Todo se rodó con un equipo mínimo para este tipo de producciones y con una forma de contar donde, a veces, tienes la sensación de que les roban los planos a los actores, logrando eso tan difícil de que no parezca que hay un rodaje detrás.

 Sofía Coppola aprovecha para meter sus recuerdos de los rodajes que ha hecho con su padre por todo el mundo. Un buen ejemplo son las apariciones de esa actriz que esta retratada, de forma caricaturesca, como una gilipollas. No hay más que apretar el botón de entrevistas en cualquier dvd para escuchar lo que dicen los actores de sus compañeros: que si tenemos muchas cosas en común, que si los dos tenemos perro, que si a los dos nos gusta la comida mejicana, que si nos llevamos supermegaguay...

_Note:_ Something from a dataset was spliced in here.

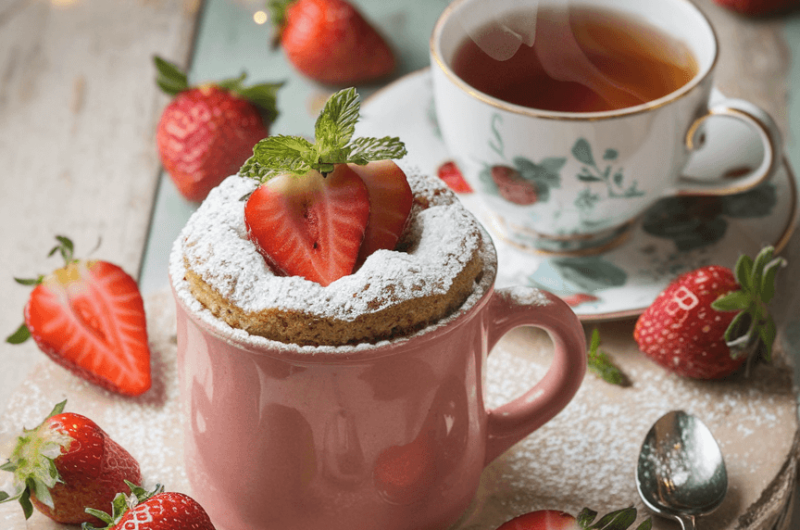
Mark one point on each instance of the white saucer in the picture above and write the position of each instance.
(676, 235)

Muchos de los actores que responden a este patrón y que viven en una promoción eterna y permanente de sus proyectos, tienen una competición encarnizada por ver quien dice la estupidez más absurda. Junto con los políticos, claro. Han hecho de esto una forma de vida, un arte, y por ello es justo que reciban a cambio muchísima pasta.
A alguien se le puede pasar por la cabeza que esto es envidia, ese alguien estaría totalmente en lo cierto. Yo me paso la vida diciendo estupideces y nadie me paga.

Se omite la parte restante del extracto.